Many international business disputes are submitted to arbitration. The course familiarises students with the role and function of international arbitration, including i) the selection of arbitrators, ii) the conduct of arbitration proceedings, iii) the organization of hearings, iv) and enforcement of arbitral awards.
Europa Institute Steenschuur 25 2311 ES Leiden Phone: 071-527 7760 Website: www.europainstituut.nl Sheena Bruce, firstname.lastname@example.org Phone: +31 (0)71 527 7821
Mr. Brooks W. Daly
The primary objective of this course is to familiarize students with international arbitration. This is done through discussions on when and why arbitration is an appropriate method of dispute resolution, on the selection of an appropriate arbitration regime, and on how to draft an effective arbitration clause. Another objective of this course is to discuss arbitral procedure including, but not limited to, the method by which arbitrators are appointed, interim measures, witness testimony, and the use of experts.

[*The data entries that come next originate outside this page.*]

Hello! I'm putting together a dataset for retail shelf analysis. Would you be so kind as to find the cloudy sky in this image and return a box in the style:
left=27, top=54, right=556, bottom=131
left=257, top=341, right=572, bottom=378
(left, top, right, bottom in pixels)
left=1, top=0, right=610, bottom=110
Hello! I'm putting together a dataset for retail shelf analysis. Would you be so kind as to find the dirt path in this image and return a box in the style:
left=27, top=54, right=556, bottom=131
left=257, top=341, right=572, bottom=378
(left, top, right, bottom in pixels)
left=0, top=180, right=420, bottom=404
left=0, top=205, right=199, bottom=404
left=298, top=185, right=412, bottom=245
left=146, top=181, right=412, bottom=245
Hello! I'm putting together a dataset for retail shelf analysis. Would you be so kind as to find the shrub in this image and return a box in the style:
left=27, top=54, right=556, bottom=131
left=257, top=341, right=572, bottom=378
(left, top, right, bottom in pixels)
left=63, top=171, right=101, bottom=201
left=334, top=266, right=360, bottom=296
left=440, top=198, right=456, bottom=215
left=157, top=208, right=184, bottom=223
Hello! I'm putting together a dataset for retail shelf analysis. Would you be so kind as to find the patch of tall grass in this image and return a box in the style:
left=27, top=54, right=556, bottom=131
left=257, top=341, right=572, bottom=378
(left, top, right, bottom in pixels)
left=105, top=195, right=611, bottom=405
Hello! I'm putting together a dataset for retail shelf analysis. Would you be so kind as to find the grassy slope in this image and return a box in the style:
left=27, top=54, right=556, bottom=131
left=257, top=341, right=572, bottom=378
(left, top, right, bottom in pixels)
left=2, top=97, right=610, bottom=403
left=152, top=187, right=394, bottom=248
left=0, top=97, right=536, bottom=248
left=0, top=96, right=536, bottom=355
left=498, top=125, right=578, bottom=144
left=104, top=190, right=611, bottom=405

The following achievement levels apply with regard to the course:
Knowledge and comprehension:
Understanding the differences between arbitration and other methods of dispute resolution
Studying the basic requirements for an effective arbitration clause and identifying categories of disputes which cannot be arbitrated
Analysing common procedural questions which arise in arbitral proceedings
Acquiring knowledge about the methods of enforcing awards and oversight over the arbitral process
Gaining insight into common problems with arbitration clauses and how these can be avoided. Students have an opportunity to apply these skills in an unmarked class assignment on drafting an arbitration clause
Using the knowledge and experience gained in the course in studying the issues raised by the mock arbitration
Using the knowledge and experience gained in the course to respond to essay questions on the final examination
Students are able to analyse the effectiveness of arbitral clauses, develop arguments on points of arbitral procedure, and comment on the method by which awards can be enforced
Students are able to discuss their views in the interactive lectures on the prescribed readings
Students are able to present their legal analysis and findings on a specific factual matrix in the mock arbitration
Mode of Instruction:
Students are expected to attend 12 interactive lectures during the course of 6 weeks. Two lectures near the end of the course will allow students to demonstrate their knowledge by taking part in a mock arbitration hearing at the Peace Palace in The Hague.
Attendance of the scheduled course lectures is mandatory. No grade will be awarded to a student who has been absent without being excused by the lecturer.
Students must complete the assigned reading prior to the lecture. Students will be regularly called upon during the lecture to answer questions. Insofar as the course lectures are wholly or partly conducted through videoconference, the students are expected to have functional microphones and cameras.
The course outline and selected reading materials not accessible on the Internet or through the library of Leiden University will be made available on Brightspace.
1) Alan Redfern & Martin Hunter, with Nigel Blackaby & Constantine Partasides QC, Redfern and Hunter on International Arbitration Student Version (Sweet & Maxwell, 6th ed., 2015).
2) Selected reading materials and reference materials other than Redfern & Hunter will be made available on Brightspace.
10% Course participation. Students may be asked to (i) play a role in the mock arbitration through an oral presentation and/or (ii) complete a written assignment.
90% Three hour open-book final examination.
If the student receives less than a 6.0 overall, the student must retake an open-book exam which will replace both the grade of the exam and the participation grade.
The students may be assessed on the required reading, the lectures, and the lecture slides.
- Sheena Bruce, email@example.com – Phone: +31 (0)71 527 7821
**Disclaimer: This course has been updated to the best of our knowledge at the current time of publishing. Due to the Covid-19 pandemic and the fluctuating changes in lock down regulations all information contained within this course description are subject to change up to 1 September 2020.
Due to the uncertainty of the Covid-19 virus after 1 September 2020, changes to the course description can only be made in the event of strict necessity and only in the circumstances where the interests of the students are not impinged. Should there be a need for any change during the duration of the course, this will be informed to all students on a timely basis and will not be to the prejudice of students. Modifications after 1 September 2020 may only be done with the approval and consent of the Faculty Board.